In Sud Sudan, nel secondo trimestre del 2020, il 98% dei casi segnalati di violenza di genere è stato perpetrato ai danni di donne. Le ragazze adolescenti sono particolarmente vulnerabili: la percentuale delle adolescenti sopravvissute alla violenza è aumentata dal 78% all’85% nel secondo trimestre.

Anche in Iraq gli operatori e le operatrici hanno rilevato un alto numero di episodi di violenza di genere, la maggior parte dei quali avvenuto all’interno di campi, dove spesso le condizioni sono precarie e promiscue, aumentando il livello di insicurezza per le donne sole. L’84,7% dei casi segnalati è stato perpetrato contro donne e il 15,3% contro ragazze.

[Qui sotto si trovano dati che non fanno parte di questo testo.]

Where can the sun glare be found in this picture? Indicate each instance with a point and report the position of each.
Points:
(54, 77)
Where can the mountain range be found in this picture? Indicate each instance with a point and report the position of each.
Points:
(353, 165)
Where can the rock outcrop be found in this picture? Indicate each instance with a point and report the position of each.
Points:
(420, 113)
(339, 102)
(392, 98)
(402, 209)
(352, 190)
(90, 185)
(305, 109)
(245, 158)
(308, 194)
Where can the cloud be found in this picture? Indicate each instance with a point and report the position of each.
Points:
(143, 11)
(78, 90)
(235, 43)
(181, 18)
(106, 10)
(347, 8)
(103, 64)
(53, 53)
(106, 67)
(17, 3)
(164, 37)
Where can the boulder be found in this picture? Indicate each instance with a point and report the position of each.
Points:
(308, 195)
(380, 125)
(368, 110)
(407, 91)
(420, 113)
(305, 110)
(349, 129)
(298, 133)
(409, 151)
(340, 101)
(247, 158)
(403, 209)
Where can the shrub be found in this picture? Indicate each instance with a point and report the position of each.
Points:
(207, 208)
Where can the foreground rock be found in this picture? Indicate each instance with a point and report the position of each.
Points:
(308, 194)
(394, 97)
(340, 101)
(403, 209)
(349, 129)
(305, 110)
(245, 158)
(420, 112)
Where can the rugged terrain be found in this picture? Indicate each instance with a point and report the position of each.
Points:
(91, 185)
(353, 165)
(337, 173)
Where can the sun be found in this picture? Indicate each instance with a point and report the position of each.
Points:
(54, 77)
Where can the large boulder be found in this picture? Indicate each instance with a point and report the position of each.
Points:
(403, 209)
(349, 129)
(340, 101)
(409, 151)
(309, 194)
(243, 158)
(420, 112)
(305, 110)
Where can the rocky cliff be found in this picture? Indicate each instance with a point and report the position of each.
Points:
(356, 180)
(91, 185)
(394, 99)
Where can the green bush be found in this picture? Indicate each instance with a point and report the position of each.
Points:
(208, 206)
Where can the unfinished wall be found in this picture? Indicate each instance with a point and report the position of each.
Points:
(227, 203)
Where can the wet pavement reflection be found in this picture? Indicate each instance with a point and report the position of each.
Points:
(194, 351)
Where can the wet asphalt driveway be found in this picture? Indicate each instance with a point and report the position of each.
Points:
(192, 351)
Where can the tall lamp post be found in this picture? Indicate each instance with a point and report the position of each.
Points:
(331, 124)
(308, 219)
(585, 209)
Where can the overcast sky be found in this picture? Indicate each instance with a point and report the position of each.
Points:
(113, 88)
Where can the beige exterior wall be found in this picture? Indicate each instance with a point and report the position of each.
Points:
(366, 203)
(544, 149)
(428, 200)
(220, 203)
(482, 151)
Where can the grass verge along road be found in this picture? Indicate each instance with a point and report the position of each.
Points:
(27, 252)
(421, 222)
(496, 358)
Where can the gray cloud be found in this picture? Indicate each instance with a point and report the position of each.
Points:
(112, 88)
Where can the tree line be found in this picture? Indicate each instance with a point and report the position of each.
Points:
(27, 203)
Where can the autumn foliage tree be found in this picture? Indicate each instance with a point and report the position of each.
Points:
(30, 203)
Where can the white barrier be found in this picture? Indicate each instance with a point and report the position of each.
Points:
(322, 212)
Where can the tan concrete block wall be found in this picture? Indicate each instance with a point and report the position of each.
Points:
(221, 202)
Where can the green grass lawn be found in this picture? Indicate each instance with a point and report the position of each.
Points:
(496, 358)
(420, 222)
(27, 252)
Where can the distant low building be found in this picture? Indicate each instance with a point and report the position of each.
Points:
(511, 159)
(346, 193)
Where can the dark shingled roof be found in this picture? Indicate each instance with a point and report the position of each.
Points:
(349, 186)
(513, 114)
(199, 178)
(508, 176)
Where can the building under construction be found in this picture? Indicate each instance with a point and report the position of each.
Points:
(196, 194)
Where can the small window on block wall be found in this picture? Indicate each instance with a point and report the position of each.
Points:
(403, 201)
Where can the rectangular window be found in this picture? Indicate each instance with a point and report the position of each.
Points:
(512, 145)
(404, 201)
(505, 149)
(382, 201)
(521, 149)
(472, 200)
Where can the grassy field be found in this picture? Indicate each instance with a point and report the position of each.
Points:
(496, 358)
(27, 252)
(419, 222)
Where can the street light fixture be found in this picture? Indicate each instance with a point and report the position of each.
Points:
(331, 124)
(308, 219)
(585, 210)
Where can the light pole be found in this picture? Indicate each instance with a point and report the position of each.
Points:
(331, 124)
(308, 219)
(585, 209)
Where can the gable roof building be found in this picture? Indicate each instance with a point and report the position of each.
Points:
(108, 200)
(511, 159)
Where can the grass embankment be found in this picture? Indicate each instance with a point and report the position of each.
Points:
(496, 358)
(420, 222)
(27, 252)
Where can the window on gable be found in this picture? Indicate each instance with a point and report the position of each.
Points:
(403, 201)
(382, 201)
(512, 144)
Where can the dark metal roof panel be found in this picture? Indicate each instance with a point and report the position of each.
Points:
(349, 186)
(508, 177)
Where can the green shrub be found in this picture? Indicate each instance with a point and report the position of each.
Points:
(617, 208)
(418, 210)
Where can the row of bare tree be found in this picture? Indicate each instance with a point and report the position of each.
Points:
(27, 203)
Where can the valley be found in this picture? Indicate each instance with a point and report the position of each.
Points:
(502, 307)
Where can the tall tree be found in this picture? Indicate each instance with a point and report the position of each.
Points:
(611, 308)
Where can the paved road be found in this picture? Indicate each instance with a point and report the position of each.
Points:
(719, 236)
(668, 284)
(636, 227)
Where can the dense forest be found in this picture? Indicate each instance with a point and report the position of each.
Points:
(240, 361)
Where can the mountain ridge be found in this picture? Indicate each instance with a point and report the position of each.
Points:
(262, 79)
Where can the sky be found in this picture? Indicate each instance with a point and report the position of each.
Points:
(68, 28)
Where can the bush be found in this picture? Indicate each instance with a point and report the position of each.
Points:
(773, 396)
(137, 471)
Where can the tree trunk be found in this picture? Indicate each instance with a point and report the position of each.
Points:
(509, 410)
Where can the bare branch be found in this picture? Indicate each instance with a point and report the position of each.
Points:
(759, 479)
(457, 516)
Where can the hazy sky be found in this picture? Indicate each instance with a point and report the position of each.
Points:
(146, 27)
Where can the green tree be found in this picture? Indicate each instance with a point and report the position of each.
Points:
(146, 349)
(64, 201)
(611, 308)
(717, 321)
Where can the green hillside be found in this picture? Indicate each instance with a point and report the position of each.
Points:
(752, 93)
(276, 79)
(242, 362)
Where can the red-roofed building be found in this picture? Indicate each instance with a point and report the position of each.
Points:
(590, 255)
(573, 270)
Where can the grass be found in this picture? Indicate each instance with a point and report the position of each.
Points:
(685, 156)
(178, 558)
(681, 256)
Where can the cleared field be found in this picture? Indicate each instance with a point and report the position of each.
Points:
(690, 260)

Ai traumi psicologici, alle lesioni fisiche, si somma spesso lo stigma da parte delle famiglie e della comunità di appartenenza. Spesso, inoltre, è molto difficile intraprendere le vie legali. Molte non hanno il coraggio di denunciare, altre vengono intimidite, e raramente si ottengono risarcimenti o giusti provvedimenti in linea con le leggi del diritto internazionale.

“Nei paesi in cui interveniamo, i nostri operatori e le nostre operatrici sono spesso un punto di riferimento per chi ha subito violenza. – spiega il team di Intersos – Ci prendiamo cura di persone che rischiano di rimanere in silenzio, inascoltate, emarginate. In tutti i nostri interventi di protezione c’è una componente di tutela delle donne sopravvissute o a rischio di violenza”.

“Nei nostri programmi la tutela delle donne è centrale. Ogni forma di abuso o violenza contro le donne è una violazione dei diritti umani che va condannata ed eliminata”.